Com paisagens quase desertas, trilhas acachapantes e uma natureza selvagem, constituída por formações vulcânicas e muito mar, as ilhas se tornaram o tipo de destino que a pandemia fez crescer.
Há os que chegam curiosos por desbravar os muitos cantos das ilhas, de cima dos penhascos e pelas vastas áreas verdes que mais parecem os territórios escolhidos como residência dos hobbits da saga tolkieniana — ou das gravações de "Game of Thrones".
Outros preferem desbravar as ruazinhas repletas de casas com telhados tomados por grama — uma tradição da paisagem local — da capital Tórshavn, visitando as lojas de artesãos e provando a típica comida local.
Ali, embora a oferta já esteja globalizada com pizzas e hambúrgueres, as carnes fermentadas são a principal pedida: peixes, carneiro e, sim, até baleia passam por um processo de conservação.
Elas são mantidas por meses penduradas dentro de casinhas de madeira onde o processo fermentativo faz com que durem mais tempo. O carneiro é o mais emblemático: tornou-se o prato tradicional faroês.
Até porque as ilhas são tomadas por eles: são mais de 100 mil carneiros e ovelhas espalhadas pelas pastagens, a subir e descer as montanhas — e às vezes a descansar nas estradas.
Quando fermentados, eles adquirem um sabor muito mais pronunciado, às vezes até desafiador para os não habituados. No caso da baleia, a carne adquire uma coloração preta e um gosto semelhante a fígado de boi.
"Era a forma que tínhamos de garantir o alimento nos tempos de escassez", explica o chef Allan Leivsgarð Henriksen, do restaurante Ræst, especializado em fermentados, aberto em 2016 no centro da cidade para atender a curiosidade de quem visita as Ilhas Faroé. Talvez seja o primeiro (e único) restaurante de fermentados do mundo.
O consumo de baleias, que ganha notícias todos os anos nos jornais — com especial atenção na última semana por conta do maior massacre de golfinhos já registrado no território —, é legal nas ilhas.
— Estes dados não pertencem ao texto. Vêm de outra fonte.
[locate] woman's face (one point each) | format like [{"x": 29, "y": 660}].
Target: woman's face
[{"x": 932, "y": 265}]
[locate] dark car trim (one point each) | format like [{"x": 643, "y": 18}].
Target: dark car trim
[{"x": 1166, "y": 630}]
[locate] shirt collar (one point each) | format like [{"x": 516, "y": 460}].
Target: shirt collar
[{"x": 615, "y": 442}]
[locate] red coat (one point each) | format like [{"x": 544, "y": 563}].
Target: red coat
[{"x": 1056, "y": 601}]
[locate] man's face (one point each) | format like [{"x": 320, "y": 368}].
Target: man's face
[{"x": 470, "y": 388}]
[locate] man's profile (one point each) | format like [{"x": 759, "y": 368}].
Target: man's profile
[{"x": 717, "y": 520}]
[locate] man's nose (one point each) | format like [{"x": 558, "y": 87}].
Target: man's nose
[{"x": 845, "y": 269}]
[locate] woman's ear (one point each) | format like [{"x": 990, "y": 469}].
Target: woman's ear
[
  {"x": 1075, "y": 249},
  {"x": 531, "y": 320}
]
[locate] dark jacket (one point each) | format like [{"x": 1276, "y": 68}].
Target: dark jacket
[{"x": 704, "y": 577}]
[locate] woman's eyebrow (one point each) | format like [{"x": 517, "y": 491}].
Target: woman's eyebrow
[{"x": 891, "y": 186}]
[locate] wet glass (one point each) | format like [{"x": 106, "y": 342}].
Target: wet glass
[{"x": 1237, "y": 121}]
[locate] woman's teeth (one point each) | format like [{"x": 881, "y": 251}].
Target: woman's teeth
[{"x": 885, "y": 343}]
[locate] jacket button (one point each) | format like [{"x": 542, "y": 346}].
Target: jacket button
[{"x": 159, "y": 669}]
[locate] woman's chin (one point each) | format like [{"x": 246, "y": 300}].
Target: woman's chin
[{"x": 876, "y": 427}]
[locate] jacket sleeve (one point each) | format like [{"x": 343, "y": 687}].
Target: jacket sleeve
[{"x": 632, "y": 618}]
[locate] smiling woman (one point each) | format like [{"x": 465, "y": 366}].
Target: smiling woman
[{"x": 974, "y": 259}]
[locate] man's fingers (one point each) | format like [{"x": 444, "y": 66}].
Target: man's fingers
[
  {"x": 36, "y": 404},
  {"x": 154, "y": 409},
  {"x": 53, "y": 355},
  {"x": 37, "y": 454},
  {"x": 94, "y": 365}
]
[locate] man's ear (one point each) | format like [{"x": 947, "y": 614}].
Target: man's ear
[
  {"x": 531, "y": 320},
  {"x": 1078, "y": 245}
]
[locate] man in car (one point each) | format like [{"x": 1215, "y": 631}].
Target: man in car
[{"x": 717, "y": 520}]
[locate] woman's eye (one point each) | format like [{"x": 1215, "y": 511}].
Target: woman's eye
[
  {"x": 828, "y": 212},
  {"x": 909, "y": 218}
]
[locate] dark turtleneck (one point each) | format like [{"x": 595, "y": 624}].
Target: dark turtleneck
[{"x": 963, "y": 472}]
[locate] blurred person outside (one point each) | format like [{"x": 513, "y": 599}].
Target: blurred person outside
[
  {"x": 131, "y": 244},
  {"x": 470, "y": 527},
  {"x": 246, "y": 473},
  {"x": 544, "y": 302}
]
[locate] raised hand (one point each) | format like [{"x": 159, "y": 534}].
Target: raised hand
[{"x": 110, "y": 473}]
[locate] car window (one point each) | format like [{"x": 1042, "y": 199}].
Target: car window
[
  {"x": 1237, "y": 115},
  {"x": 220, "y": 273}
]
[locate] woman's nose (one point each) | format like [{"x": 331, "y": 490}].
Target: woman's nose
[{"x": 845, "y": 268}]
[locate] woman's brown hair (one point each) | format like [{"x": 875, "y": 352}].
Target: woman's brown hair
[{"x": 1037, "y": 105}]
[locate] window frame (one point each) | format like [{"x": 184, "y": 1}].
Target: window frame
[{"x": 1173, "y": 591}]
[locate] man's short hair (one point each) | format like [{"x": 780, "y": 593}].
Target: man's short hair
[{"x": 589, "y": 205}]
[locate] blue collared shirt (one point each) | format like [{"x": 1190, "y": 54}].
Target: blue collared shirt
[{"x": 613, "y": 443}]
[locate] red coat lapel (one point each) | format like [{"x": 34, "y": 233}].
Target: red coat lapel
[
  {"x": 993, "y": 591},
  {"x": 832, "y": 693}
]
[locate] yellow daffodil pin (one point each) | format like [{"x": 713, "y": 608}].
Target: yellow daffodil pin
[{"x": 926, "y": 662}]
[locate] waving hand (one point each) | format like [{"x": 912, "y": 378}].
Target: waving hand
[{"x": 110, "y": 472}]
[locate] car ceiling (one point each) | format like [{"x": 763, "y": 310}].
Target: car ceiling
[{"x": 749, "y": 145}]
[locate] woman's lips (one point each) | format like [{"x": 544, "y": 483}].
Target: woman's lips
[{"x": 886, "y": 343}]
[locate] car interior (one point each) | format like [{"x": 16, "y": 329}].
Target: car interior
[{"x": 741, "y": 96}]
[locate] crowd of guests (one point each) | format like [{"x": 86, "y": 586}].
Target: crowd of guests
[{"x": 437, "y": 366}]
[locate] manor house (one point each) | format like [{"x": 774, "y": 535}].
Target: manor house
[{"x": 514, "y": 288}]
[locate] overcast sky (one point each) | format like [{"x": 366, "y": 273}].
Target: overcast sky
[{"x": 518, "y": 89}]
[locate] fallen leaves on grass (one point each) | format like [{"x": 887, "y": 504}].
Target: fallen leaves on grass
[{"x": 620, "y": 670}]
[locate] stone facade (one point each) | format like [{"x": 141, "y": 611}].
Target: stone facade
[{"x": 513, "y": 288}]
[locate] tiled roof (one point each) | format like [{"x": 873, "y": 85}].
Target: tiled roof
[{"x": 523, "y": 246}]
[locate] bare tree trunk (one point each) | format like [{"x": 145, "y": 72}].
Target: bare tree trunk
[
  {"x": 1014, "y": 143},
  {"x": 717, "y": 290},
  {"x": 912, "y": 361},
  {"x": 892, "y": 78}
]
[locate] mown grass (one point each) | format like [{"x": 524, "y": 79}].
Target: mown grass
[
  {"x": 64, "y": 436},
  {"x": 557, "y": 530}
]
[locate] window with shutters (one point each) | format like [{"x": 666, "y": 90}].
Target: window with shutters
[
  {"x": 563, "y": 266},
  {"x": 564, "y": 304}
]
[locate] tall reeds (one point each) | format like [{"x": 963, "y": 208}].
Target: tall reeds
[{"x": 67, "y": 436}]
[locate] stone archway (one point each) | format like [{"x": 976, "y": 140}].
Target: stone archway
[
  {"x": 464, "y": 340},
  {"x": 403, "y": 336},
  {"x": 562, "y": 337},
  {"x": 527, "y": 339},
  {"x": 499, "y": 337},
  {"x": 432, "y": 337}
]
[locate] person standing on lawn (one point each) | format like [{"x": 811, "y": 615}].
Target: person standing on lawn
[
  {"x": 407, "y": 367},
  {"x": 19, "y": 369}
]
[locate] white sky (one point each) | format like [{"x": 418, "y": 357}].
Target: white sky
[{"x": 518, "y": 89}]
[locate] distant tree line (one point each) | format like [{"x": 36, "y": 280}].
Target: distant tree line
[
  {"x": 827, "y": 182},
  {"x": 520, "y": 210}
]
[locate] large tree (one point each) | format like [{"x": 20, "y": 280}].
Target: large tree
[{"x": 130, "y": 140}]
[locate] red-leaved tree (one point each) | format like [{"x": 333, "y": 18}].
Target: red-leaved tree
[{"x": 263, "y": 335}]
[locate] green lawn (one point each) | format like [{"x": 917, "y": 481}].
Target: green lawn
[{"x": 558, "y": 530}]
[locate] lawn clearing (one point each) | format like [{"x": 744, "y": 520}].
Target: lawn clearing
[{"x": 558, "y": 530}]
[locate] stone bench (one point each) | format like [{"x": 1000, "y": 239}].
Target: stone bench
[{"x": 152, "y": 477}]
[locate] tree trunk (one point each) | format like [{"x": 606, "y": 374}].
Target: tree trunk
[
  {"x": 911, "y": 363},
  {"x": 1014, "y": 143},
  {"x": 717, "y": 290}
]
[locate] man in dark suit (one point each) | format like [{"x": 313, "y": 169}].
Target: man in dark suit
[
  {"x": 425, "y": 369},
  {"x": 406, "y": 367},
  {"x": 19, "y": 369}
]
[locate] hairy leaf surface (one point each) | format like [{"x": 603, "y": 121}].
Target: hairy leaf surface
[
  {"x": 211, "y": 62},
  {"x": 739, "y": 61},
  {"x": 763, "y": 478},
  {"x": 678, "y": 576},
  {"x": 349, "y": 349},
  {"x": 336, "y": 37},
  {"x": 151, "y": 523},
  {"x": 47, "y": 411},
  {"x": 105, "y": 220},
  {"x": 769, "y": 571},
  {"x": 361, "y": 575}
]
E uma forma de se manter as tradições, defendem com afinco os locais.
"As caçadas são totalmente regulamentadas", disse recentemente à agência France Presse (AFP) um porta-voz do governo de Torshavn sobre o grindadrap, hábito que consiste em encurralar, com o auxílio dos barcos, alguns cetáceos na baía, onde eles são mortos por pescadores em terra.
"Reconhecemos que a caça aos cetáceos nas Ilhas Faroé é um espectáculo dramático para as pessoas pouco habituadas à caça e abate destes mamíferos", afirmou. "Mas trata-se de uma tradição ancestral".
O animal tem sido fonte de alimentação local desde que os vikings se estabeleceram ali nos idos do século 6. Todo o arquipélago é habitado por uma população de centenas de milhares de baleias e golfinhos, e a caça — jura o governo — não representa nenhum tipo de desequilíbrio ambiental.
A mesma coisa para os simpáticos papagaios-do-mar, que por estarem sempre próximos às rochas para conseguir peixe acabaram por se tornar uma presa para os marinheiros que passaram a degustar as perninhas e o peito da ave nas refeições.
Se já não estão tão presentes nos pratos — apanhá-los é uma tarefa árdua que pode levar à morte em choques contra as pedras —, eles se tornaram mascotes das ilhas nas lojas de souvenir, onde vendem tanto quanto os chaveiros da Torre Eiffel em Paris.
Nas lojas do aeroporto de Vágar, aliás, estavam quase esgotados quando fui pegar meu voo de volta para Copenhagen, a principal rota de e para as ilhas.
Sem os pássaros nas prateleiras e muitos mais aviões a cruzar as densas nuvens brancas que já são constantes no horizonte local, é uma prova de que o turismo já está de volta.
Pelo menos até que se consiga manter os vírus tão longe quanto é chegar por aqui. Até lá, volto a vestir a máscara e ver (quase) todos os outros passageiros a fazerem o mesmo. Em poucos minutos sai o meu avião com destino à realidade.